Les deux infirmiers, collègues de longue durée, prirent le relai. Le plus jeune recueillit le témoignage de Carole pendant que son ainé sortait toute sa panoplie pour les premiers soins. Lorsque le brancard emporta Martin, la libraire n’entendit plus que ses propres larmes qui remplissaient son magasin. Elle resta un long moment recroquevillée, cherchant à comprendre cet accident ubuesque. Puis elle ramassa l’ouvrage qui patientait à ses côtés et l’ouvrit au hasard :

 

Nos maux

fragiles lambeaux,

irriguent notre peau

jusqu’au tombeau.

 

Silence de mots,

quiproquos

ou autres propos,

l’humain face au robot.

 

Il souffre de l’indifférence

du manque de tolérance

un monde dépourvu d’élégance

forge un animal sans consistance.

 

Rassembler les morceaux de faïence,

sentir une appartenance

un désir de jouissance

au-delà des apparences.

 

Avec une grande douceur, elle referma le livre et le déposa sur la table. Puis elle épongea les taches de sang sur le parquet.

Le lendemain matin, Carole rendit visite à Martin à l’hôpital. Il était allongé dans une chambre pâle et déserte. Elle saisit la chaise à côté de la porte et se mit à son chevet. Elle attendit longuement avant qu’il n’ouvrit les yeux.

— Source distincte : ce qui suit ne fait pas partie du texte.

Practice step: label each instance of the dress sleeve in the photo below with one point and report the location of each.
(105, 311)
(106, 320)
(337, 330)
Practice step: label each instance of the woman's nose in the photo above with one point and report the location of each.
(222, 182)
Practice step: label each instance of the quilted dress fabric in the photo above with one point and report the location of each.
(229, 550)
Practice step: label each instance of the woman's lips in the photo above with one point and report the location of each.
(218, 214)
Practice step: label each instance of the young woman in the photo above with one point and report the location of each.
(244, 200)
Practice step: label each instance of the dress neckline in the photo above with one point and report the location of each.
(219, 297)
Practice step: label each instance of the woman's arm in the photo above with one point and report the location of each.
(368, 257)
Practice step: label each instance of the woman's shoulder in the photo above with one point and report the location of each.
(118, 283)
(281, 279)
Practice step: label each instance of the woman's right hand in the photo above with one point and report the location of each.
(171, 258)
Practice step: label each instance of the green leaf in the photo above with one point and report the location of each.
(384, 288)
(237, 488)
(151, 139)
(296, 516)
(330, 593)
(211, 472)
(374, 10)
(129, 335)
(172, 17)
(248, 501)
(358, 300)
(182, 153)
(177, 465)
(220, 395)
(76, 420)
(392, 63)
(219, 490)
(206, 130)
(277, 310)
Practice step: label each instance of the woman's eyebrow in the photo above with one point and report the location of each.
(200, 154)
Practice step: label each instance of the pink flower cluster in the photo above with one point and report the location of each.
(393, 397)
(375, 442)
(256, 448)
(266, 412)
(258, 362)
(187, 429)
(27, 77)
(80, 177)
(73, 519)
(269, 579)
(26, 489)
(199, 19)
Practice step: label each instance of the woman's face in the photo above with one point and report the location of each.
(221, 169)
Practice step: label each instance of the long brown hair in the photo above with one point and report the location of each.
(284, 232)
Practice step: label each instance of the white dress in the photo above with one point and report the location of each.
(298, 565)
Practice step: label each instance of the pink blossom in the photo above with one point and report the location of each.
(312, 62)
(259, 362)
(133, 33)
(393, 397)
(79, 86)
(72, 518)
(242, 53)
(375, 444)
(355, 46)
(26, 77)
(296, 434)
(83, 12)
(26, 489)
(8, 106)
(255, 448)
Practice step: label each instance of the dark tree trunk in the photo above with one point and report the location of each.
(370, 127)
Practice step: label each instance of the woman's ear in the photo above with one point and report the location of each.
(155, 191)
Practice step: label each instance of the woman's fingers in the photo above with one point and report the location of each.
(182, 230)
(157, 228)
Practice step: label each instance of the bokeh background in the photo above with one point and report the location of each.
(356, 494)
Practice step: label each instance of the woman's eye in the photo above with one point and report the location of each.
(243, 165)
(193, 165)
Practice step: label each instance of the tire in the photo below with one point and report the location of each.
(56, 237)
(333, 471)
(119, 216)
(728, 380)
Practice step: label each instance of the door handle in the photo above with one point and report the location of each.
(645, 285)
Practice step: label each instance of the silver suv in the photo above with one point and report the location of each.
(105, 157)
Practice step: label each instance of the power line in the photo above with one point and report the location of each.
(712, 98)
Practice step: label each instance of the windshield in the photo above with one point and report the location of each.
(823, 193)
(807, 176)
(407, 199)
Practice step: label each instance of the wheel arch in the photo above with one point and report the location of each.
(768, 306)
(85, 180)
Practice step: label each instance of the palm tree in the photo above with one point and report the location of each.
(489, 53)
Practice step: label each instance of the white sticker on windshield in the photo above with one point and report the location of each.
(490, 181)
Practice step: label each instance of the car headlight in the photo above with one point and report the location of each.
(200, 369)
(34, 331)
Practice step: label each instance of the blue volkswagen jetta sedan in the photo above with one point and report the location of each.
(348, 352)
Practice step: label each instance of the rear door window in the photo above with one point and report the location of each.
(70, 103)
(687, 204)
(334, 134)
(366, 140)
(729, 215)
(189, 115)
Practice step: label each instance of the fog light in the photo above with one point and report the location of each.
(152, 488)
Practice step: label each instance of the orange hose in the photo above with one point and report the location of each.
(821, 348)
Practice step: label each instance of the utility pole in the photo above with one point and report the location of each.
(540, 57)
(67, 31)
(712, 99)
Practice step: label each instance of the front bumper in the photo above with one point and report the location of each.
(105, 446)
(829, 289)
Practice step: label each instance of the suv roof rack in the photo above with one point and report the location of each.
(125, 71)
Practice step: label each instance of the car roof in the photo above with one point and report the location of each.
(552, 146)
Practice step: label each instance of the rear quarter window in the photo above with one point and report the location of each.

– Je suis contente de vous voir Martin, dit-elle l’air enjouée. Je vous ai apporté un petit bouquet de tournesols. J’ai déjà demandé à l’infirmière d’amener un vase. J’espère qu’elle le fera rapidement, afin qu’ils ne souffrent pas trop de la chaleur !
Martin la dévisagea, le regard opaque. Il ne semblait pas la reconnaître ni comprendre ses propos.

– Vous m’avez fait peur hier, vous savez ?
Martin eut du mal à ouvrir la bouche, les lèvres comme scellées. Carole s’approcha et lui caressa la main. Une larme roula sur la joue de l’écrivain et mourut dans ses poils roux.

Il fut rapidement transféré au cinquième étage. Carole continua à lui rendre visite régulièrement les mois qui suivirent. Aucune étincelle n’illumina jamais son regard. Le seul mot qu’il prononçait était le prénom du diable qu’il répétait en boucle, les yeux dans le vague.

Errance solitaire d’un égaré sous les néons laiteux des couloirs de l’unité C.

 

Ses doigts sont moites sous le stylo. Frénétique, Martin écrit les derniers mots en apnée. Il est radieux. Après plusieurs mois de travail acharné, il achève l’histoire de sa vie. Il bondit de sa chaise pour l’annoncer à Carole.

 

Au-delà de la raison demeure la fiction.